Concrètement, comment cette coalition s’organise-t-elle ?
La France est la nation leader de cette coalition et les États-Unis en sont co-leaders. La partie ukrainienne est également représentée pour confirmer ses besoins, c’est essentiel. Le reste est organisé en quatre sous-groupes selon une approche capacitaire : les systèmes d’arme, les munitions, l’environnement et la formation. Le but : avoir une vision sur toutes les facettes d’une fonction opérationnelle.
Pourquoi la France a-t-elle pris la tête de cette coalition ?

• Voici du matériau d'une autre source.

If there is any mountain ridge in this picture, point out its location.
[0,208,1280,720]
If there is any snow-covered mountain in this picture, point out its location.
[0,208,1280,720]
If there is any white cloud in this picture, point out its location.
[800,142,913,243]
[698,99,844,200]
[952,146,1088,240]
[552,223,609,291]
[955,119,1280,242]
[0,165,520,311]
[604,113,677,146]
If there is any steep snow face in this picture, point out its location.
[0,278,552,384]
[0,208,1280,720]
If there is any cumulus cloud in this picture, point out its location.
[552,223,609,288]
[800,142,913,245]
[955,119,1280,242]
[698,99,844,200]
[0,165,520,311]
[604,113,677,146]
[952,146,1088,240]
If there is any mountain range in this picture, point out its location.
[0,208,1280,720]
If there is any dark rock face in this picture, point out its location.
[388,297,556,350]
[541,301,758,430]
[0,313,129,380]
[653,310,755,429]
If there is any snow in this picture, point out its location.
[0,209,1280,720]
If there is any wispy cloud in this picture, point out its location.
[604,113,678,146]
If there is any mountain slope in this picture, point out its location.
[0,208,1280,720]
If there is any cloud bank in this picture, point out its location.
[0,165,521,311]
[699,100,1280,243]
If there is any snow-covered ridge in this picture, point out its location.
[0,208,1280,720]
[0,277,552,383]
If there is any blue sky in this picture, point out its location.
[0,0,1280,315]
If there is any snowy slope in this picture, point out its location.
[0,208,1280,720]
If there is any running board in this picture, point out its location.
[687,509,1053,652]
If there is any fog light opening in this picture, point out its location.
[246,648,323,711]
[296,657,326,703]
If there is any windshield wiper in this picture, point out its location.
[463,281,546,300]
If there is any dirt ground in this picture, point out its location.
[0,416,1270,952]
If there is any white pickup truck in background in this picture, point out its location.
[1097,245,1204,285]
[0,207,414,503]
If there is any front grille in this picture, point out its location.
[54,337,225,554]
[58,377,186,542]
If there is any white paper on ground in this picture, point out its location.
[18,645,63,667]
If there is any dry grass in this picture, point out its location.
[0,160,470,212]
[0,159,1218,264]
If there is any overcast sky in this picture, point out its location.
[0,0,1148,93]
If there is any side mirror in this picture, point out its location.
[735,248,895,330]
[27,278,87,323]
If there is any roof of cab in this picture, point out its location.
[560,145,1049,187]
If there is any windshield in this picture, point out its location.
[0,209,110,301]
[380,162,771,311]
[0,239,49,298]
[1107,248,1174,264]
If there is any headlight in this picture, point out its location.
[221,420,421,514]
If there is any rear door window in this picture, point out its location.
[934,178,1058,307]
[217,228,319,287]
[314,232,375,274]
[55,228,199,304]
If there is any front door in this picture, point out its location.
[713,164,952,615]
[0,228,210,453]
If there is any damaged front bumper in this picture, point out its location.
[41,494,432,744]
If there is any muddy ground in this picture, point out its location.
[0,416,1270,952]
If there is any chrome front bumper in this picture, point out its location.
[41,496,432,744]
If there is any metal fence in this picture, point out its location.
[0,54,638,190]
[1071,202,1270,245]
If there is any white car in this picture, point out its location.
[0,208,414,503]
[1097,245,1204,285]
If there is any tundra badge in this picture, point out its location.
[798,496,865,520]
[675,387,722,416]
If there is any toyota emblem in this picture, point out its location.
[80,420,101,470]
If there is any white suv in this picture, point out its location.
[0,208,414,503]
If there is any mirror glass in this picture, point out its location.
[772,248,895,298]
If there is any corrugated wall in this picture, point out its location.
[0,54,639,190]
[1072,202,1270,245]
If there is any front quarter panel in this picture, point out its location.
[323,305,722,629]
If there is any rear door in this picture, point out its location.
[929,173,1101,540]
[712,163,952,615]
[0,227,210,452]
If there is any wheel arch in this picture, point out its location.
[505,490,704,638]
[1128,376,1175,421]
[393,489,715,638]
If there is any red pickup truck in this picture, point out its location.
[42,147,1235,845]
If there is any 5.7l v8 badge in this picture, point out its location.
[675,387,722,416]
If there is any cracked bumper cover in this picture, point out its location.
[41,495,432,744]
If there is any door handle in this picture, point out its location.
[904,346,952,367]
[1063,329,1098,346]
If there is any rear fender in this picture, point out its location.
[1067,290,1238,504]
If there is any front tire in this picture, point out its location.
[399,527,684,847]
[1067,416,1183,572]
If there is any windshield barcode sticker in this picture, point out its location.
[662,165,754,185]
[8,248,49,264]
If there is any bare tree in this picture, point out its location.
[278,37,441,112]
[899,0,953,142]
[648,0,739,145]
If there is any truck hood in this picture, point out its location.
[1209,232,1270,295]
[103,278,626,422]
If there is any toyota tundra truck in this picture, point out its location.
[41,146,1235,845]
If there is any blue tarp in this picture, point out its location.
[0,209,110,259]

L’artillerie est inscrite dans l’Histoire française. Nous pouvons remonter à Louis XIV et la création du premier régiment d’artillerie en 1671. D’ailleurs, ce régiment assure aujourd’hui la formation des artilleurs ukrainiens à l’utilisation du lance-roquette unitaire. À cette dimension historique s’ajoute l’excellence industrielle. La société Nexter en est une illustration, à travers la production du canon Caesar. Pour moi, ce canon est le meilleur compromis entre mobilité, protection, puissance de feu, portée et précision. La France est enfin légitime de prendre la tête de cette coalition au regard du matériel d’artillerie cédé à l’Ukraine : une trentaine de Caesar alors que nous en disposions que de 75, quatre lance-roquettes unitaires, des canons TRF1 et des mortiers de 120 millimètres.